Salvador Sánchez Cerén takes the helm as El Salvador’s new president on June 1, but his government will face the old problem of security as a major public concern. An uptick in violence marked the period leading up to the former guerilla commander’s presidential inauguration. And although his soon-to-be-predecessor President Mauricio Funes leaves office with positive approval ratings, more than two-thirds of Salvadorans feel crime worsened under his watch.
Keeping a Gang Truce at Arm’s Length
For a period of Funes’ administration, El Salvador did see homicide rates drop. The national police reported that the murder rate decreased by 41 percent between 2012 and the prior year, and attributed the sharp decline to a truce between rival gangs Mara Salvatrucha (M-18) and Barrio 18. The agreement gained the support of the Organization of American States, while the Funes administration denied serving as an architect of the truce. But six months into the agreement, General and then-Justice Minister Munguía Payés admitted a direct role—though Funes continued to reject the idea that his government organized the deal, instead saying it served as a “facilitator.” Munguía Payés was removed from his post in May 2013 and, while total homicides remained lower in 2013 compared to 2012, the murder rate began to creep back up by the end of last year.

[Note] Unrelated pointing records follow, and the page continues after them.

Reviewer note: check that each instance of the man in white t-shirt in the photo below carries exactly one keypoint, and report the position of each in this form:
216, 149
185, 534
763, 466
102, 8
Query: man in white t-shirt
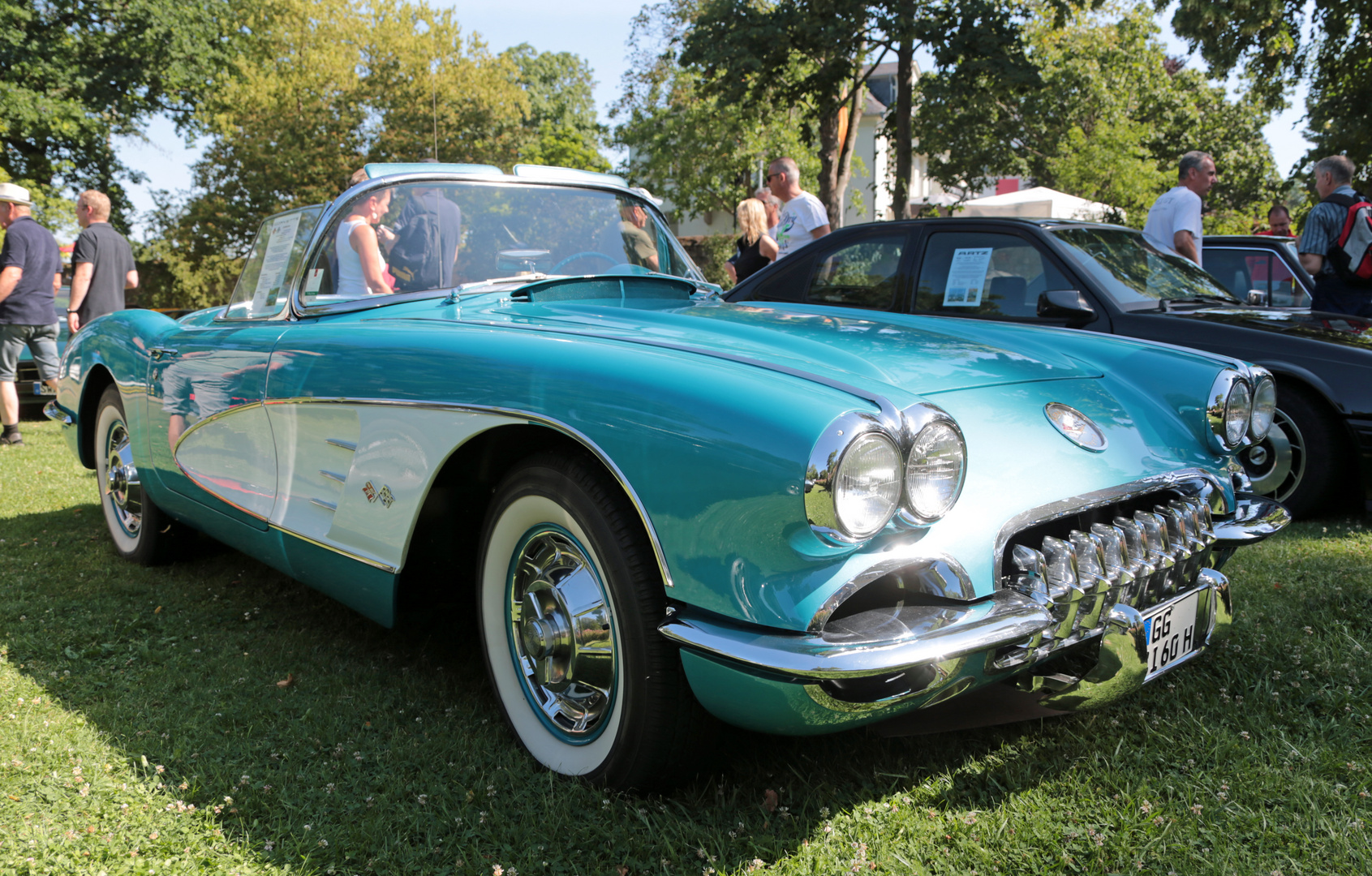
1175, 218
803, 218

Funes wasn’t the only one to keep the truce at arm’s length. Candidates for the 2014 presidential election either attacked or distanced themselves from the truce, as did Sánchez Cerén, who, like Funes, represents the guerilla-group-turned-political-party Farabundo Martí National Liberation Front (FMLN). The reason for the distance comes down, in part, to public opinion; a study published last week by El Salvador’s University of Central America found that nearly 80 percent of those surveyed felt the truce has done little to nothing to reduce crime. The same poll stated that 51.7 percent of Salvadorans consider fighting crime the top priority for the new government, well ahead of creating jobs (17.6 percent) and improving the economy (10.4 percent).
Security and a New Administration
During the electoral race and a January presidential debate, Sánchez Cerén pledged better training and equipment for police as a means to combat crime. In March, after winning the election, he said his government would not negotiate with gangs.
Meanwhile, the truce faltered and homicides rose, with 794 murders during the first quarter of 2014, compared to 551 in the last three months of last year. On May 23 alone—less than two weeks before Sánchez Cerén’s inauguration—the death toll reached at least 30, with two massacres claiming six lives each. Salvadoran media outlet El Faro reports that Security Minister Ricardo Perdomo said the murders were part of a plan to destabilize the country. The article also tracks the minister’s efforts, since Munguía Payés’ departure, to close off dialogue between M-18 and Barrio 18. Over the course of that weekend, the number of homicides reached 81 in total, drawing condemnation from the United Nations. By Monday, Funes acknowledged the truce was dead.
A few days later, on May 29, Sánchez Cerén said the army would continue supporting police efforts to fight crime for the first six months of his presidency. Over 6,000 soldiers have supported police efforts since November 2009. The president-elect also pledged improvements inside the National Civil Police (PNC), such as creating community-policing services. And his cabinet will see continuity from his predecessor, including Munguía Payés as defense minister. Benito Lara, a former FMLN legislator and ex-guerilla fighter, will serve as security minister.